Artificial intelligence (AI) is rapidly transforming healthcare, with increasing applications in diagnostics, clinical workflows, and patient management1. This potential is particularly evident in critical care environments such as emergency departments (EDs) and intensive care units (ICUs), where clinicians must synthesize imaging, text-based information, and real-time patient data under significant time constraints2. Vision-language models (VLMs), which merge natural language processing and computer vision, offer new possibilities for integrating multimodal data streams3. They promise to support decision-making by identifying diagnostic patterns from imaging studies, extracting and interpreting clinical notes, and combining disparate inputs within critical care environments4,5,6,7,8,9. For example, Chua et al.10 showed that combining imaging features with clinical text improved early detection of sepsis in ED settings. While proprietary models like GPT-4 have demonstrated impressive capabilities, small open-source VLMs offer significant advantages in terms of scalability, data privacy, and cost, especially for resource-constrained and underserved settings11.

Yet despite their growing availability, these models have not been systematically evaluated in image-based diagnostic tasks for acute care. For these reasons, we benchmarked several open-source VLMs chosen for their smaller computational footprints and suitability in clinical settings12. Delayed or inaccurate diagnoses in ED/ICU workflows can be catastrophic, underscoring the urgent need for robust diagnostic support. By integrating imaging and clinical data, VLMs may enhance diagnostic speed and accuracy for critical conditions such as stroke, myocardial infarction, sepsis, and trauma. As interest in AI-based diagnostic tools for acute care continues to grow, the New England Journal of Medicine (NEJM) Image Challenge dataset provides a valuable benchmark for assessing model performance on diverse, real-world diagnostic tasks with clearly defined ground-truth answers. Its rich collection of acute-care cases makes it particularly relevant for evaluating AI’s potential to streamline high-stakes clinical decision-making.

In this study, we evaluated several open-source VLMs and compared them to GPT-4o using the NEJM Image Challenge dataset of over 1000 diagnostic questions, each linked to clinical images.

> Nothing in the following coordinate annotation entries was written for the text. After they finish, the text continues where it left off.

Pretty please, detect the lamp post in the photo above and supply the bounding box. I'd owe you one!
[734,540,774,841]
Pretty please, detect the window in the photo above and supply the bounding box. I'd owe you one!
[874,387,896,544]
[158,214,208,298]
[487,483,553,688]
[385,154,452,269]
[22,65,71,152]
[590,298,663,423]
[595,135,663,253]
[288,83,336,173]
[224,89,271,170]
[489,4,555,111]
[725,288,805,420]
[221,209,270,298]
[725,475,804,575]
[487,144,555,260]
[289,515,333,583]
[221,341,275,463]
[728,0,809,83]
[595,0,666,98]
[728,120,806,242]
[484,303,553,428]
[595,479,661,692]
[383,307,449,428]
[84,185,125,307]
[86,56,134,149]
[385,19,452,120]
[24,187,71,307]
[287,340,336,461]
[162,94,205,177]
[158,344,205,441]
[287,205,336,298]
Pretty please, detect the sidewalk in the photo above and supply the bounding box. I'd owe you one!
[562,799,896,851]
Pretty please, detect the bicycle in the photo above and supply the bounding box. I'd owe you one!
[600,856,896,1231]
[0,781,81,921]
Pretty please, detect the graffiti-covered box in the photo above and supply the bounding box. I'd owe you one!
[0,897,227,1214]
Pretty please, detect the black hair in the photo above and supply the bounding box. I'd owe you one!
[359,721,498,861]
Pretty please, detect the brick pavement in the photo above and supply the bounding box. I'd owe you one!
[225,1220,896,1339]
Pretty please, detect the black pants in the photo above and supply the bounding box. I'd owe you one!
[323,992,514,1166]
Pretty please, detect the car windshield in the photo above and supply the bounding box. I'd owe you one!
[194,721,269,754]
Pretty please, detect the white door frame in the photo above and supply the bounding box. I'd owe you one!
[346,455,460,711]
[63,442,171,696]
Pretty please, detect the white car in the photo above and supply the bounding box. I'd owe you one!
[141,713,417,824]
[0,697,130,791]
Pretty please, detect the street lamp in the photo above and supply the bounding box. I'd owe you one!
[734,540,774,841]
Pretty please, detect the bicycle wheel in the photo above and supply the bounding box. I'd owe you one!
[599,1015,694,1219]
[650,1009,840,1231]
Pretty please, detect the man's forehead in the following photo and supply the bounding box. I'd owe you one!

The integration of clinical images, case descriptions, multiple-choice answers, and human responses allowed for a systematic assessment of model performance across varying complexity levels (Fig. 1)12.

Fig. 1: Overview of the benchmarking process for evaluating VLMs on the NEJM Image Challenge.
figure 1

VLMs analyze medical images and descriptions to select the correct diagnosis from multiple-choice answers, compared against expert readers’ consensus. Medical images shown are sourced from Wikimedia Commons.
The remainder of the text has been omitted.